Allez-y donc ! C’est très simple. Vous enfilez sur
votre gut une chevrotine de 5 grammes ou une olive de 10 grammes si
c’est nécessaire et si la puissance de votre canne vous le permet (il faudrait
alors la canne de 500). Vous empilez à l’extrémité du gut un hameçon rond no 7
ou 5 selon la grosseur du fruit (il doit pouvoir faire le tour du noyau). À 0m,40
au-dessus de l’hameçon, vous pincez un plomb fendu no 6 ou, si
vous n’en avez pas, vous nouez sur le gut par une « clef » un tout
petit bout d’allumette ou de fine branche de tanaisie ou autre plante de la
rive, pour empêcher le plomb de tomber sur l’hameçon. Tout est prêt.
Maintenant, asseyez-vous confortablement. Lancez trois ou quatre petites
cerises à la place voulue, un peu en amont, puis envoyez votre ligne au même
endroit. Posez la main sur votre genou pour immobilisez la canne, pointe en
direction du fil, et attendez. S’il y a touche, le fil se déplace et commence à
se dérouler.
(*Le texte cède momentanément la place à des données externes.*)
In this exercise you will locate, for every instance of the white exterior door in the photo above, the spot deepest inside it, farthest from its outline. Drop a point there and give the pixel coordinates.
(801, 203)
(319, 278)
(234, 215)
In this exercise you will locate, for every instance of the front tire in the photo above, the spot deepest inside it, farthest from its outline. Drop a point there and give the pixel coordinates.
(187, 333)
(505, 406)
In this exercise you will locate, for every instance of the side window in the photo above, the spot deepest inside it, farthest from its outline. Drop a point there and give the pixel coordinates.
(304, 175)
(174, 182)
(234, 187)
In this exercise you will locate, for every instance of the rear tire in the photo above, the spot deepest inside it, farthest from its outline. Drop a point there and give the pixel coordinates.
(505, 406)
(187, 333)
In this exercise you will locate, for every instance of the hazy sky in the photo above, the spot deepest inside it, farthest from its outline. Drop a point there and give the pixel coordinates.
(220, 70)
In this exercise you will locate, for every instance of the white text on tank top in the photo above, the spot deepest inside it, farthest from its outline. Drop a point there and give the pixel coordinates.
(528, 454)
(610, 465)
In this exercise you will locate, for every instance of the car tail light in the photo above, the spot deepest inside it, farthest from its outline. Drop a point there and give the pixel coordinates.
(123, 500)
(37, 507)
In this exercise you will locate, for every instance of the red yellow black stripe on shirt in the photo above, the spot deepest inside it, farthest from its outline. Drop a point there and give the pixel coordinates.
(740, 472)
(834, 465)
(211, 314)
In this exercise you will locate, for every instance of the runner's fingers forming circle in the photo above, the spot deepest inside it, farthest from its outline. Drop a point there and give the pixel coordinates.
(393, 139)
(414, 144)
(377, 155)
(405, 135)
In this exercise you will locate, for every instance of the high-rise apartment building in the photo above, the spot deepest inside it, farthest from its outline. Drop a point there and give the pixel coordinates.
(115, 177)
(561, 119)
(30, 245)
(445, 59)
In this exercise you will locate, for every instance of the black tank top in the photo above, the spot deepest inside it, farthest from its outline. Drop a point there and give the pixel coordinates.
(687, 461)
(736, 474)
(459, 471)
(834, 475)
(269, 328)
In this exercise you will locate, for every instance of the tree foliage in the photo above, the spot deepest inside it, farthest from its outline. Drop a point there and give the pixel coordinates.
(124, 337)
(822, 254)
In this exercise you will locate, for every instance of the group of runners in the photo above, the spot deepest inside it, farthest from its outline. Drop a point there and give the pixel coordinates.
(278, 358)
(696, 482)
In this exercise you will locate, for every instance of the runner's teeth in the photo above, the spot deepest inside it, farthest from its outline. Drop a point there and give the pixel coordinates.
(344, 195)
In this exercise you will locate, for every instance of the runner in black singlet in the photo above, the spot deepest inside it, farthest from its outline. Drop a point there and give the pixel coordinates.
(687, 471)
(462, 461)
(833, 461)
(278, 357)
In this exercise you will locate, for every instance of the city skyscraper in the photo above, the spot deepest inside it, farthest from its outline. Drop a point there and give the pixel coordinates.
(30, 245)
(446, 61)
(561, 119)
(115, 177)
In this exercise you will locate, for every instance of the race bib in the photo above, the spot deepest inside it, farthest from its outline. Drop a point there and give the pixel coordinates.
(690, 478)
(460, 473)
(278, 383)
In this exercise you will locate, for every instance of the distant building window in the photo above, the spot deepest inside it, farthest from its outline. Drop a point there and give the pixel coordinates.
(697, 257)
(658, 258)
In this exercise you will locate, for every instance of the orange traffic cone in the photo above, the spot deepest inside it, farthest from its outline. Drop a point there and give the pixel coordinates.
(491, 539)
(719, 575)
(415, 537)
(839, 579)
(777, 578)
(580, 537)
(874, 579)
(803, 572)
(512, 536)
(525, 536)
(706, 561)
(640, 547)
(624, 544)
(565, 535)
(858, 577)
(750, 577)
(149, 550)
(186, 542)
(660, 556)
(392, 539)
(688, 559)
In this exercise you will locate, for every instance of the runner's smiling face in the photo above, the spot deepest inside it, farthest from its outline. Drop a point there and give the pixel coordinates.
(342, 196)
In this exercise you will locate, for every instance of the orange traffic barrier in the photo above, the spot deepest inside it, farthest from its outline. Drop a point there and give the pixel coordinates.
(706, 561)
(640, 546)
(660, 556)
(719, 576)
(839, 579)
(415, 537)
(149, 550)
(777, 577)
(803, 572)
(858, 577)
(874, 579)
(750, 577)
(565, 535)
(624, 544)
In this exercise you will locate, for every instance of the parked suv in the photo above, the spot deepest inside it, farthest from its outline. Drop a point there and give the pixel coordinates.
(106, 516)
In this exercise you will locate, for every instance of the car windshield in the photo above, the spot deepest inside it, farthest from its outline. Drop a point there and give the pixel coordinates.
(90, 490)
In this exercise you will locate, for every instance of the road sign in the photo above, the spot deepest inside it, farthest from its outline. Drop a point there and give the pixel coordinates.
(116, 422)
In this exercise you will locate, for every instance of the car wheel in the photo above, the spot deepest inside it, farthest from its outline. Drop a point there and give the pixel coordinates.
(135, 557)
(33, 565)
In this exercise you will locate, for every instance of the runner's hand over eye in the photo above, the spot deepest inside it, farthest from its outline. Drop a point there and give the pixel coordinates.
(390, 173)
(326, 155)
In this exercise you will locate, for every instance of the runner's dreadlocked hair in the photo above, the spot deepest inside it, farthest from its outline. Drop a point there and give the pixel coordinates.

Un bon coup de pick-up, relevez la canne, c’est ferré. Vous
prendrez peut-être deux ou trois chevesnes de suite, guère plus. Ils ont vite
pris l’alarme. Vous pouvez essayer à côté, puis revenir là quand vous penserez
que la clientèle s’est rassurée. Ainsi ont agi maints financiers, et ils ont
toujours fait bonne pêche. Ce qui prouve que l’homme est plutôt moins malin que
le chevesne.
Mais il ne reviendra pas, le temps des cerises, pas avant
l’an prochain. À la plombée, on peut employer d’autres fruits selon les
saisons : groseilles à maquereaux (pourquoi pas à chevesne ? Jamais
on n’a pris un maquereau avec un fruit !), « mûres »,
c’est-à-dire le fruit de la ronce, raisins noirs ou blancs. Quel meilleur usage
faire d’une grappe de noah ? et enfin le fruit de corail de l’églantier, que
les savants nomment « Cynorhodon ».
Revenons à l’été, saison de toutes les pêches. À la plombée,
vous pourrez employer bien d’autres appâts pour le chevesne et qui, à
l’occasion, vous rapporteront d’autres poissons de la rivière. Le ver de
terre : chevesne, truite, anguille, perche et tous cyprins.
Une boulette de mie de pain ; chevesne, barbeau, carpe,
tanche, etc. ...
Une boulette de « pâte noire » (mélange patient de
pain rassis trempé et de tourteau de chènevis frais fraîchement râpé) :
chevesne, carpe, barbeau, etc. ... Un morceau de fromage de gruyère
ramolli à l’eau ou de crème de gruyère : chevesne ou barbillon. Un morceau
de pomme de terre bouillie : chevesne ou carpe.
Une grosse becquée d’asticots ; chevesne, carpe,
barbillon, hotu, brème, etc. ... Cinq ou six graines de blé enfilées sur
un hameçon no 8 : chevesne, carpe, tanche, barbeau,
etc. ...
Je n’ai pas mentionné, à propos de tous ces appâts,
l’indésirable poisson-chat, pour la raison que, là où il existe, il n’est pas,
je crois, un appât au monde auquel il ne touche et ne se fasse prendre
avidement, y compris les vifs offerts au brochet.
D’ailleurs, si vous en prenez, ne les jetez pas sur le pré
derrière vous, comme ont coutume de le faire mes voisins :
1° parce que c’est aussi bon à manger que de
l’anguille ;
2° parce que, si quelqu’un, plus tard, s’assoit sur un de
ces cadavres aux trois épines, il risque une infection des plus grave.
A. ANDRIEUX.
(1) Voir Chasseur Français de septembre 1941 et suivants.